“Sure, he ain’t!” said the driver person genially. “Wait till he sees the new waterworks and the sash-and-blind factory!”

“Is he one of your gentleman drivers?” demanded the Honourable George. “And why a blind factory?”

“Oh, Eddie’s good people all right,” answered the other, “and the factory turns out blinds and things.”

“Why turn them out?” he left this and continued: “He’s like that American Johnny in London that drives his own coach to Brighton, yes? Ripping idea! Gentleman driver. But I say, you know, I’ll sit on the box with him. Pull up a bit, old son!”

To my consternation the driver chap halted, and before I could remonstrate the Honourable George had mounted to the box beside him. Thankful I was we had left the main street, though in the residence avenue where the change was made we attracted far more attention than was desirable. “Didn’t I tell you he was some mixer?” demanded Cousin Egbert of me, but I was too sickened to make any suitable response. The Honourable George’s possession of a single spat was now flaunted, as it were, in the face of Red Gap’s best families.

“How foreign it all is!” he repeated, turning back to us, yet with only his side-glance for me. “But the American Johnny in London had a much smarter coach than this, and better animals, too. You’re not up to his class yet, old thing!”

“That dish-faced pinto on the off side,” remarked the driver, “can outrun anything in this town for fun, money, or marbles.”

“Marbles!” called the Honourable George to us; “why marbles? Silly things! It’s all bally strange! And why do your villagers stare so?”

“Some little mixer, all right, all right,” murmured Cousin Egbert in a sort of ecstasy, as we drew up at the Floud home. “And yet one of them guys back there called him a typical Britisher. You bet I shut him up quick—saying a thing like that about a plumb stranger. I’d ‘a’ mixed it with him right there except I thought it was better to have things nice and not start something the minute the Judge got here.”

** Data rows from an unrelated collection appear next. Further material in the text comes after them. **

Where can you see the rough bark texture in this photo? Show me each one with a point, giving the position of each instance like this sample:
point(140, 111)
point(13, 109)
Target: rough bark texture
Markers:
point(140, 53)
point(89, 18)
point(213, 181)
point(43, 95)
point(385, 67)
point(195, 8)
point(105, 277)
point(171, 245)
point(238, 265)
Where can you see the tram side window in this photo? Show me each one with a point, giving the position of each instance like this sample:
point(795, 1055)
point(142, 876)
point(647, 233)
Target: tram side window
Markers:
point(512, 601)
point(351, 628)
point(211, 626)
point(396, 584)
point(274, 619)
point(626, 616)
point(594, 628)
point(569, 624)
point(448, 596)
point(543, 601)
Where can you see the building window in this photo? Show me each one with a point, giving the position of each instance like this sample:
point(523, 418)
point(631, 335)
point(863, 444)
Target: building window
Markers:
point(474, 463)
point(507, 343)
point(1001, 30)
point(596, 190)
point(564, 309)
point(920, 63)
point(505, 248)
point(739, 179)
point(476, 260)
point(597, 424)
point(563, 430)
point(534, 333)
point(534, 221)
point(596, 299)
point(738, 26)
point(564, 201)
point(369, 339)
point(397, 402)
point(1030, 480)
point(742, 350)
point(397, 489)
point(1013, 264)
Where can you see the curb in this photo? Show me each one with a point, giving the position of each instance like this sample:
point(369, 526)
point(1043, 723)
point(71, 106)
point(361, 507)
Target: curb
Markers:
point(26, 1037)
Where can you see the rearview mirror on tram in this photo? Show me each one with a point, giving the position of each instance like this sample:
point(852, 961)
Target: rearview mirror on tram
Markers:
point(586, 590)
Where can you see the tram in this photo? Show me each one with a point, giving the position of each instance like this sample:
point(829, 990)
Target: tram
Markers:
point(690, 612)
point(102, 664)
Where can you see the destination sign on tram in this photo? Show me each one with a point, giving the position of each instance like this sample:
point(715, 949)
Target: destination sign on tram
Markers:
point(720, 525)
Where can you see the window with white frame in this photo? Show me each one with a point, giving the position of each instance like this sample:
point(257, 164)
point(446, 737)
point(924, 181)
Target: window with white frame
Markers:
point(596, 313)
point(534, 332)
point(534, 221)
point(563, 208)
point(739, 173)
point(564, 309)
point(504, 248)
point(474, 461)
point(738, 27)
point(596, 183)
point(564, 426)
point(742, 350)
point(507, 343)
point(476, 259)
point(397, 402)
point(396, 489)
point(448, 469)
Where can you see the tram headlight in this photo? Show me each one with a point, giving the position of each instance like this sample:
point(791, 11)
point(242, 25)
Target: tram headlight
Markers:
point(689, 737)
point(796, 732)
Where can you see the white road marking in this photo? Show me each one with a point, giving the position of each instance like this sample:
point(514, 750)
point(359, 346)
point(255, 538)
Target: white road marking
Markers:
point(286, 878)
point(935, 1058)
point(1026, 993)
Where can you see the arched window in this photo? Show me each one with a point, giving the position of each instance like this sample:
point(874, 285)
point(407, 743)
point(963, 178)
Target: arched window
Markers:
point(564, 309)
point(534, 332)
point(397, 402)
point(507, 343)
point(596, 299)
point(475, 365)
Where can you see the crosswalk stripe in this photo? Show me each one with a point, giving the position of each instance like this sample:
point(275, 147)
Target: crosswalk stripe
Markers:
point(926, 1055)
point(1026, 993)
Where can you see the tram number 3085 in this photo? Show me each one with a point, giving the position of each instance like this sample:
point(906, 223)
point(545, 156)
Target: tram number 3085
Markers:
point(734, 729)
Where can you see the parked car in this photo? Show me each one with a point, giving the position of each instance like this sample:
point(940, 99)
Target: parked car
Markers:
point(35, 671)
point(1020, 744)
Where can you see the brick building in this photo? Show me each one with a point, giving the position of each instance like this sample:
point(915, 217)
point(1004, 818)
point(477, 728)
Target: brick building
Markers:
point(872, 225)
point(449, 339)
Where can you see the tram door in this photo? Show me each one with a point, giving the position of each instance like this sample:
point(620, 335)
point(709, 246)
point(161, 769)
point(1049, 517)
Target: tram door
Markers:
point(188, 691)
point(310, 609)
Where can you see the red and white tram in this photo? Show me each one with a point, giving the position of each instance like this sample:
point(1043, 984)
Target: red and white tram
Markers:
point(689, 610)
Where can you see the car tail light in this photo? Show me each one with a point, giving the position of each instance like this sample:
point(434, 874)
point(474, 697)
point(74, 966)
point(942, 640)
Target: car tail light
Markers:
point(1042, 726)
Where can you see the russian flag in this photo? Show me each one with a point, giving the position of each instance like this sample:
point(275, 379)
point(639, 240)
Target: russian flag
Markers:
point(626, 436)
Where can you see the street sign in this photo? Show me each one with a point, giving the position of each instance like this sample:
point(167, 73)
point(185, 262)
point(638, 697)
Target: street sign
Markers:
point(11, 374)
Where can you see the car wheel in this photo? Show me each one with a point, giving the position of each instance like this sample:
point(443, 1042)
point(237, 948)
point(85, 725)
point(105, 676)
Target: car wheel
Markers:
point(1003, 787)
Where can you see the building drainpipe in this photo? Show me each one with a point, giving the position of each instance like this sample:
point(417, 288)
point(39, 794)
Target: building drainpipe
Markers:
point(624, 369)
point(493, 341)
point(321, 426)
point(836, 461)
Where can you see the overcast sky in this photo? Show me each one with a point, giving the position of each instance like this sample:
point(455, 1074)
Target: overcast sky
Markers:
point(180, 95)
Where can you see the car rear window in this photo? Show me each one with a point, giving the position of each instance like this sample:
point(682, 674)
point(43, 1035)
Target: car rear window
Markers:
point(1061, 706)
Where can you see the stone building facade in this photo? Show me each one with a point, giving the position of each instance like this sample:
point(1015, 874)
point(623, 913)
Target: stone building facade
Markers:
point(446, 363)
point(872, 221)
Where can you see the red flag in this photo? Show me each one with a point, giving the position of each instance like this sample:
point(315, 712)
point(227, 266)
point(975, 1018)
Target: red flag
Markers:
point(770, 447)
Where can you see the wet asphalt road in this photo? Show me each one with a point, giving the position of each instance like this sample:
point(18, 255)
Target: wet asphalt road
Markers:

With all possible speed I hurried the party indoors, for already faces were appearing at the windows of neighbouring houses. Mrs. Effie, who met us, allowed her glare at Cousin Egbert, I fancy, to affect the cordiality of her greeting to the Honourable George; at least she seemed to be quite as dazed as he, and there was a moment of constraint before he went on up to the room that had been prepared for him. Once safely within the room I contrived a moment alone with him and removed his single spat, not too gently, I fear, for the nervous strain since his arrival had told upon me.